ASK anyone to come up with a Top 10 of Scotland’s finest mountains and Torridon’s big three, Liathach, Beinn Eighe and Beinn Alligin, are likely to feature.
Liathach is the intimidating one, seemingly impregnable to mere mortals as it sweeps straight up from the road while Beinn Eighe is more a mountain range in miniature, seven major peaks on its spine.
But the jewel in the crown for many people is Beinn Alligin, a mountain of unrivalled beauty from any angle. The classic view is from the south over Upper Loch Torridon, the crescent-shaped ridge spotlighting its two main summits of Tom na Gruagaich and Sgurr Mhor and then, to their right, the Horns of Alligin, three pinnacles which give an easy scramble over their tops.
The usual approach is from the car park on the minor road to Inveralligin, into the Coir’ nan Laogh and then a traverse from west to east. Some people tackle it the opposite way round but on balance the views are better on the first option.
The first time I climbed this mountain I set off at 3am from the car park in choking heat. It was a superb day - the views in every direction were sensational. The heat haze just added to the dreamlike quality of the expedition.
Subsequent visits have been equally rewarding. It’s one of the great joys to see anyone making their maiden ascent emerge from the enclosed space of the corrie to the summit of Tom na Gruagaich and see the landscape suddenly open up in front of them.
But stunning though the jewelled mountain is, like many of our other Scottish gems you need a good day to do it justice. A day of thick mist and no views is a great leveller - it becomes just another hillside to slog your way up.
It’s like meeting a supermodel or a Hollywood beauty in a supermarket car park when they aren’t wearing any make-up and slouching around in trackies: they just look like anyone else.
A recent visit to Alligin started with so much hope. We had had a wonderful climb the previous day on Slioch, sun splitting the sky, no clouds, perfect visibility.

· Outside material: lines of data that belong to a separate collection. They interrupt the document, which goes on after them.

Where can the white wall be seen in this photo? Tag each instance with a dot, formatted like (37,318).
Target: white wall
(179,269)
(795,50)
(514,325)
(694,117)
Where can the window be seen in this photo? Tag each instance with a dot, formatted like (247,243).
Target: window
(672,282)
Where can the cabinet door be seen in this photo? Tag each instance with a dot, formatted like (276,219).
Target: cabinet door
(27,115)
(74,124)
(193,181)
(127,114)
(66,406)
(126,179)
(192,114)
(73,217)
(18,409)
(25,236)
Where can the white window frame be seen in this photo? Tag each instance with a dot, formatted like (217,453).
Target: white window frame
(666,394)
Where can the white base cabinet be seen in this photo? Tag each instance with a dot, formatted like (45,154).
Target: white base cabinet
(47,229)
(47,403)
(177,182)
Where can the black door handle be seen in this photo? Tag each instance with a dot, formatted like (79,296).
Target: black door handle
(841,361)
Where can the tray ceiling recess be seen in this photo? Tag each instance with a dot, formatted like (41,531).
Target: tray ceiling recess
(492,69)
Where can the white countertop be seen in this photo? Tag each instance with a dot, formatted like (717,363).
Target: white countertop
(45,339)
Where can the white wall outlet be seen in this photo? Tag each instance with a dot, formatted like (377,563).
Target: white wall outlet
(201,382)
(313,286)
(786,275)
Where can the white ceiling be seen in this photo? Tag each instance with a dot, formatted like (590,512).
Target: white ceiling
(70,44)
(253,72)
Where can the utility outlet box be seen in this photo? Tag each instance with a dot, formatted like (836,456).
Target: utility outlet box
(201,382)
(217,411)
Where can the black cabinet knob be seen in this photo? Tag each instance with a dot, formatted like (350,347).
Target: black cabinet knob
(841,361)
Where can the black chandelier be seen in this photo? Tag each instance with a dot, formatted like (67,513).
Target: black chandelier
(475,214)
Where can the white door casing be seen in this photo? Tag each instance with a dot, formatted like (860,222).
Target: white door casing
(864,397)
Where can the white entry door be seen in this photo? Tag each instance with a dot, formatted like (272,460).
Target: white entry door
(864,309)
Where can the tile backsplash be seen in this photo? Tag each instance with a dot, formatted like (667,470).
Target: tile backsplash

The forecast for that day had been good with a 70 per cent chance of views. This was even better, a 90 per cent chance of wonderful weather.
Except it didn’t work out that way. When we arrived at the car park, the cloud was sitting at around 700 metres, covering all the mountain tops.
We expected it to lift within an hour or two, but there wasn’t a breath of wind and as we approached the corrie for the real climb to the first peak the cloud just sat there. If anything it seemed to get thicker.
One walker behind us in the mist never came to the summit. We reckoned he decided there was no point going round and seeing nothing. Either that or he’s still up there somewhere.
The route onwards gave us no respite. We gave the Horns a miss and took the fastest way down, just to give ourselves some scenery to look at.
The walk down by the Coire Mhic Nobuil path is always lovely but the cloud still hadn’t moved from the high tops. On the bright side, it just means that another visit is now a must.